Tirado and its partners, who took more than a year to build the site (tourepublic.com), offer “experiences”, “extra-hotel activities”, for an average price of 100 dollars.
These are not tourist packages, but short-term activities guided by hosts who make direct competition to spontaneous street guides.
Tourists contact freelancers who take them to dance classes, provide them with transportation within cities and even provide them with some history classes.
Lizandra Díaz, responsible for content, says that they have not yet uploaded everything they are planning to sell, but they are “offering the best of Havana”.
“We are dedicated to the fun of travel, not the bureaucracy,” rounds up Diaz.
The web allows you to see the name of the guides (Tour Republic calls them “entrepreneurs”) and their professions.

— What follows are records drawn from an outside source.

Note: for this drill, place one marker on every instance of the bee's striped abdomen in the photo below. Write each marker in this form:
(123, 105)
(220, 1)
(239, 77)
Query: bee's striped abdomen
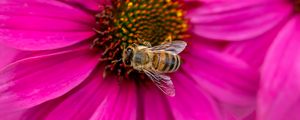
(165, 62)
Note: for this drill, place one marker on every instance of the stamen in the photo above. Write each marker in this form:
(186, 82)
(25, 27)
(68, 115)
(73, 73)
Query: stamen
(126, 21)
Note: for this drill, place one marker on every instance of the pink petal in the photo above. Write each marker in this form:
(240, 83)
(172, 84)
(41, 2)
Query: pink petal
(80, 103)
(253, 51)
(32, 81)
(191, 102)
(92, 5)
(237, 20)
(120, 103)
(7, 55)
(40, 25)
(230, 80)
(153, 103)
(279, 96)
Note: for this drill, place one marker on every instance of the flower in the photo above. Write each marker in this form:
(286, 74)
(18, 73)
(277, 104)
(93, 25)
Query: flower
(266, 35)
(53, 73)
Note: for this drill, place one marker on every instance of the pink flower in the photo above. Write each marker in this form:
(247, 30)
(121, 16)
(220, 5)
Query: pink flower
(270, 30)
(52, 73)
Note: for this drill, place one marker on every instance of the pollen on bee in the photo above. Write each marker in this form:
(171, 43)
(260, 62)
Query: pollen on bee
(126, 21)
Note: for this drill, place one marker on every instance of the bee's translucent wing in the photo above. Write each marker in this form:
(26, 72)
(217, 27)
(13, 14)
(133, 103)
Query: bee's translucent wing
(163, 82)
(175, 47)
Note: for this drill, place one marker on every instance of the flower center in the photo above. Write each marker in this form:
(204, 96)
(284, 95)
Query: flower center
(127, 22)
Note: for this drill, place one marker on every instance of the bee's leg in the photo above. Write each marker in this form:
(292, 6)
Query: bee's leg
(144, 42)
(168, 39)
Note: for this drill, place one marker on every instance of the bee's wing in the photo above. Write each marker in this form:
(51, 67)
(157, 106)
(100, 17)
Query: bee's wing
(163, 82)
(175, 47)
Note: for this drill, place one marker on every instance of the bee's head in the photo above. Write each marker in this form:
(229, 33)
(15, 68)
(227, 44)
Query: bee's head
(127, 55)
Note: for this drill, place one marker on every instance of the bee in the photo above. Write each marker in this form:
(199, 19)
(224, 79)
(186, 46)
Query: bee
(155, 62)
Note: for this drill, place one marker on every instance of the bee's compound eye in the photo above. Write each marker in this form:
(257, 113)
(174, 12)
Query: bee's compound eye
(129, 50)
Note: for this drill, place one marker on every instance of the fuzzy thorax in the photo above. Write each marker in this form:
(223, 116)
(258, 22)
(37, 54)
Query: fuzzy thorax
(129, 21)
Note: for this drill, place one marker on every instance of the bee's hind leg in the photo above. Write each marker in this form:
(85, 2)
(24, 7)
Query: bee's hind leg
(148, 44)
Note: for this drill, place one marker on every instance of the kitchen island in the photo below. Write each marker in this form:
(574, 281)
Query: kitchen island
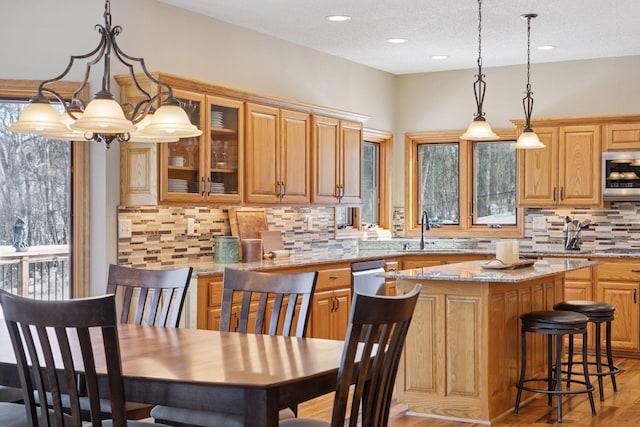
(462, 354)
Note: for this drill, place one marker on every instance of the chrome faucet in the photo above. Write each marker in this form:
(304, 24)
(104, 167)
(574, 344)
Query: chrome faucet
(424, 225)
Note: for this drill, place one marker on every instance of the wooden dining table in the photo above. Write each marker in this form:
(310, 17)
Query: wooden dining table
(247, 374)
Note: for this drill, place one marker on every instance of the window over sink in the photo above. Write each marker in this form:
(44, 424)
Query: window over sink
(467, 188)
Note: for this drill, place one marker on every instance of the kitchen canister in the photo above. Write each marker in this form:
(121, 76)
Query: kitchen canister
(226, 249)
(251, 250)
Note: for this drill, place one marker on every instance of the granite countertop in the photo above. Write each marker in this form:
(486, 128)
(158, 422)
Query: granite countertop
(310, 258)
(473, 271)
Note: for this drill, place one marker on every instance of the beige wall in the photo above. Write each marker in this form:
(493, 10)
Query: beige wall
(39, 36)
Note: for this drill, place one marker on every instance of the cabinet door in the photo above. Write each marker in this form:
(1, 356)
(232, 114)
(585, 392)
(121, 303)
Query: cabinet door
(182, 163)
(223, 158)
(579, 158)
(321, 313)
(326, 136)
(625, 327)
(340, 317)
(351, 162)
(538, 172)
(262, 160)
(295, 156)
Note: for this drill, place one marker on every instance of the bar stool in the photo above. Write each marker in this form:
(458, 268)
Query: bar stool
(556, 324)
(598, 313)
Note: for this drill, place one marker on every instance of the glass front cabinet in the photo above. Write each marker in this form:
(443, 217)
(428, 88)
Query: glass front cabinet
(206, 168)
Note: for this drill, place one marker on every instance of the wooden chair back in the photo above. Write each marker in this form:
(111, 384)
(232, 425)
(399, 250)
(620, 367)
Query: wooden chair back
(44, 335)
(273, 304)
(378, 325)
(151, 297)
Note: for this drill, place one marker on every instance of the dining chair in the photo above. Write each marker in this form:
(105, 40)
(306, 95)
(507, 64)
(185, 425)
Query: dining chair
(151, 297)
(371, 364)
(273, 304)
(54, 342)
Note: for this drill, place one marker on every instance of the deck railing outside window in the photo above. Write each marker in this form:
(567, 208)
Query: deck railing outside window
(43, 272)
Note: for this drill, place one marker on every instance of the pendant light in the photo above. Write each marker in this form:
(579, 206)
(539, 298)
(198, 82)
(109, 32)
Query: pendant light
(479, 129)
(528, 138)
(103, 119)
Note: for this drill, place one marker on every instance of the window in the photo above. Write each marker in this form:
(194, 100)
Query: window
(48, 177)
(467, 188)
(370, 183)
(376, 184)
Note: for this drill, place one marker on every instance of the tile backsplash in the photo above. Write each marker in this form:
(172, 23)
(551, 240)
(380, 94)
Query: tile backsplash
(159, 233)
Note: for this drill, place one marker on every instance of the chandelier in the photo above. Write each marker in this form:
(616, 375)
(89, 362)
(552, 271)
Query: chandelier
(103, 119)
(479, 129)
(528, 138)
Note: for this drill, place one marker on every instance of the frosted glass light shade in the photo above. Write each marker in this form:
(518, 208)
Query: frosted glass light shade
(140, 136)
(479, 130)
(39, 118)
(68, 133)
(171, 120)
(528, 140)
(103, 116)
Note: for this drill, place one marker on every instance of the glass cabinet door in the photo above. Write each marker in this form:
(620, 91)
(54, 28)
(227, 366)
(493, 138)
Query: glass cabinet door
(224, 149)
(181, 161)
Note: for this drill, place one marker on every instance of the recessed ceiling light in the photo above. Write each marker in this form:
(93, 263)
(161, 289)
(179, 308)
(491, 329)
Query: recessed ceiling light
(338, 18)
(397, 40)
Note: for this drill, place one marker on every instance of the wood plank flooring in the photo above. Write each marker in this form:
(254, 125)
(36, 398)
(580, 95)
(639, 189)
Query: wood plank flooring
(617, 410)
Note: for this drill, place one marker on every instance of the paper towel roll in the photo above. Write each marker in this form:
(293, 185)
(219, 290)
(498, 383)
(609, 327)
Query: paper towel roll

There is one that travels to Varadero, Santa Clara and the south of Matanzas province which is a former air traffic controller. It owns a Chevrolet Impala of 1959, just the year the “revolution” of the Castro brothers arrived, and it promotes its vehicle like one of the “jewels” automovilísticas of the island.
In principle this website is more focused on Canadian tourists, who are the most numerous among those who arrive in Cuba, than in the Americans, who to travel to the island need to qualify in one of the 12 categories established by the previous government, chaired By Barack Obama, when he undertook the melting of relationships.
“In college I read studies (2004 or 2005) that promised 5 million American tourists a year if travel restrictions were removed, but that’s still a dream,” he says.
Tirado and his partners decided to launch Tour Republica encouraged by the process of normalization of relations initiated by Barack Obama and Cuban President Raúl Castro.
Now with Donald Trump in the White House and his promise to review his predecessor’s policy, they do not know what will happen.
Of course, he says, “if there is any measure that represents a setback in US relations with Cuba, we will be affected, not only us, but also any American company that is having business there.”
The executive director of the company points out that this is a great tool for those who arrive on cruise ships, so that they do not fall into inexperienced hands but those of some guides (already have about twenty) who have been in this activity for many years.
Tirado and Díaz report that it was difficult to find an appropriate name for the project. The “domains” on the internet were a straitjacket and they wanted the “vintage” idea to be present in the visual.
That is why the word Republic, referring to ancient times, and images like that of a convertible car driven by a “rebel” in a military-green suit, who smokes a cigar airing a Cuban flag, which heads one of the sections of the site.
In 2016 Cuba recorded for the first time in its history the record number of 4 million foreign visitors and by 2017 it expects to reach 4.2 million.
So far in 2017 two million foreign visitors have arrived on the island, a figure 39 days earlier than last year, according to official Cuban figures.
Despite the fact that Americans still can not travel as tourists to the island, Cuba’s Ministry of Tourism announced this month that travelers arriving from the US Increased 18% in the first quarter of the year.